The base code for this lab can be found on GitHub here

This assignment is due on Friday 1/12.

You must work individually.

Overview and Context

Over the next 2 weeks, we will be writing a program to render (draw) an indexed face set (a.k.a. polygonal mesh of triangles) as an image via software rasterization (i.e. the code will be entirely written in C/C++ with no graphic libraries. The software will render a static scene). In general the required steps for the program will be:

• Read in triangles.
• Convert triangles to window coordinates.
• Rasterize each triangle (using barycentric coordinates for linear interpolations and in-triangle test).
• Write color values per pixel (using a z-buffer test to resolve depth).

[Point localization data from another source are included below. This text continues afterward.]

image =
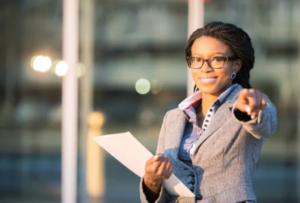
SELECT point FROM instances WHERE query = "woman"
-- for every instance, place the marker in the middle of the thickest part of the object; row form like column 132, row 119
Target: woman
column 213, row 140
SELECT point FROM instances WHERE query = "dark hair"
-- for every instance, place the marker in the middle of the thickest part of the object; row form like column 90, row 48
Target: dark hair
column 237, row 39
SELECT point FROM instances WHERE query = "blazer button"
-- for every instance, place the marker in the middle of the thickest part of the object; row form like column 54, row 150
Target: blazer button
column 192, row 181
column 192, row 175
column 199, row 197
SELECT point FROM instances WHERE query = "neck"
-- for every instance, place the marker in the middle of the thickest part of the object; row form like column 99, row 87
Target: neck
column 207, row 101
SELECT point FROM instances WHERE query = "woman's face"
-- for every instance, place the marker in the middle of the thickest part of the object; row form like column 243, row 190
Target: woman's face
column 208, row 80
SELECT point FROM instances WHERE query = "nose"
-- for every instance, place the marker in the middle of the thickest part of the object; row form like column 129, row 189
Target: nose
column 206, row 67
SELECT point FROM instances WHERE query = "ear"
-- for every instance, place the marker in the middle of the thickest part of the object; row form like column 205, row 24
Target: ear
column 237, row 65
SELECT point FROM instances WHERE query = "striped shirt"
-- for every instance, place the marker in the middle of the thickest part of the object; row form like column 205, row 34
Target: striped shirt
column 193, row 130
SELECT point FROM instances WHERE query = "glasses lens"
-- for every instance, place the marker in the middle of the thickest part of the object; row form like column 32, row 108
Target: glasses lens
column 195, row 62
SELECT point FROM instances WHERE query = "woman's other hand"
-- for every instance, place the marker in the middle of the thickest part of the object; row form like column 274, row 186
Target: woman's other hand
column 158, row 168
column 250, row 101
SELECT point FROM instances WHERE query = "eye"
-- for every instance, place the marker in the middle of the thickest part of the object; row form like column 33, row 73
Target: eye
column 196, row 59
column 219, row 59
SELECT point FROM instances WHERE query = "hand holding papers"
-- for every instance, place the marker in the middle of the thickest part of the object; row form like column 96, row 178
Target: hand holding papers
column 131, row 153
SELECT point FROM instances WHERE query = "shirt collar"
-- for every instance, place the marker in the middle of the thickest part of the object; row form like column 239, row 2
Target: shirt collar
column 197, row 96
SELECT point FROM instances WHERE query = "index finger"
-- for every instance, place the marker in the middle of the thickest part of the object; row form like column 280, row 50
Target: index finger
column 156, row 158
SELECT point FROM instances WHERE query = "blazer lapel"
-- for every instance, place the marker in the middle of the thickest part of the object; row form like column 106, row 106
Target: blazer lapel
column 177, row 126
column 223, row 114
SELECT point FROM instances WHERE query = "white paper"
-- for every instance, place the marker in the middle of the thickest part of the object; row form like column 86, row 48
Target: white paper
column 131, row 153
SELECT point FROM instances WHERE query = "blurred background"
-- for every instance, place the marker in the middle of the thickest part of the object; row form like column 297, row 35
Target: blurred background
column 133, row 51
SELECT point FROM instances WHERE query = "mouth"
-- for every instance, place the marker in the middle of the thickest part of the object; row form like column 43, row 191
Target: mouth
column 208, row 79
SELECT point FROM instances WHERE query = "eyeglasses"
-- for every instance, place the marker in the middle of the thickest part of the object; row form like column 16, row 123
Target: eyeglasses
column 215, row 62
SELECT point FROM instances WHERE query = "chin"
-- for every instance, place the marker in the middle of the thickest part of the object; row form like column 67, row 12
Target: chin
column 210, row 90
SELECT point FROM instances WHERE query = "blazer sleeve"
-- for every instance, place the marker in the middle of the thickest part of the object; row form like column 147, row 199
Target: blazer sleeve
column 264, row 125
column 163, row 195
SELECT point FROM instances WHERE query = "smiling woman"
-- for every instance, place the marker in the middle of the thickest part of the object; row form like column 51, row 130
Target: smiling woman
column 213, row 140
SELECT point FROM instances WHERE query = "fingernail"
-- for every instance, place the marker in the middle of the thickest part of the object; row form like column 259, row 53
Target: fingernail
column 248, row 110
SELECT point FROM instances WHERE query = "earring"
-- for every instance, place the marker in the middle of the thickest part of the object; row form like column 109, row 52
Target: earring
column 233, row 76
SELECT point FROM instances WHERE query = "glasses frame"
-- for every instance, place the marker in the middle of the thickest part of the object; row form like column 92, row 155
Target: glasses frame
column 208, row 61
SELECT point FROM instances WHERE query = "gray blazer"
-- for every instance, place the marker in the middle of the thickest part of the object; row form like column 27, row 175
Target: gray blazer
column 225, row 158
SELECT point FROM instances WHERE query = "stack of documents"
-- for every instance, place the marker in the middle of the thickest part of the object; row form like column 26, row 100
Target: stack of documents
column 132, row 154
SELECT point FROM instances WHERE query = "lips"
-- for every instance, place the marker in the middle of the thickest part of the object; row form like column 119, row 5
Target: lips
column 208, row 79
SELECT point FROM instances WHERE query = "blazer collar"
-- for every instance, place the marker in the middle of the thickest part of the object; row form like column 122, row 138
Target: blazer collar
column 178, row 121
column 223, row 114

We will discuss the window coordinate transform, barycentric coordinates and z-buffers in the next few lectures.

Goals for Today’s Lab

For today, we will just be playing with the provided image code to build up functionality that will be useful in your rasterizer.

• Get C++ build working
• Read in three vertices which represent a triangle (see below for details)
• Color all the pixels in the bounding box the color of your choice
• Write out those pixels as a PNG image (code provided)

Step 1

If you’re using the Windows lab machines (e.g. in 14-255), or your own personal Windows machine with Visual Studio 2017, follow these build and run instructions.

If you’re using the Linux lab machines (e.g. in the CSL), or any other platform with CMake, follow these build and run instructions.

You should see some output on the console. Look at main.cpp to see what the command line arguments mean. Once you enter the correct arguments, you should see the following output file in the build directory.

Step 2

Starting with the provided code, make the list of command line arguments take the following options (in exactly this order)

• Output filename (e.g., foo.png)
• Image width (e.g., 512)
• Image height (e.g., 512)
• Vertex 1 x-coord (e.g., 100)
• Vertex 1 y-coord (e.g., 100)
• Vertex 2 x-coord
• Vertex 2 y-coord
• Vertex 3 x-coord
• Vertex 3 y-coord

Usage: ./Lab01 filename width height vax vay vbx vby vcx vcy

Thus for example – a valid program execution would look like:

./Lab01 out.png 200 200 2 2 50 60 150 170

For today only, we will assume the triangle’s vertices are in “window coordinates.” In other words, the data values are integer values that range from 0 to the value of width - 1 of the window/image (or 0 to the height - 1 value of the window/image). You may choose to have the vertices be 2D (although for the Assignment 1, they will need to be 3D). You will need to design a data structure to represent the triangle and its vertices.

Draw the three vertices into the image, using three calls to image->setPixel().

The bounding box of the triangle is the box with the extents that will exactly bound that triangle. You will need to design a data structure to represent the bounding box. At minimum such a structure needs xmin, xmax, ymin, ymax. Using the provided image code, modify the color of all the pixels in the bounding box to be a color of your choice (which is different from the background).

You can also try a pattern based on the row and/or column. The three vertices and the bounding box should look something like this:

Write out the modified image and confirm your code is working as expected. Be sure to try various test cases with vertex positions in various orders. Make sure the bounding box completely covers the three vertices.

Lab check

For lab credit you will need to demonstrate your working code on several vertex tuples specified by the instructor or the TA.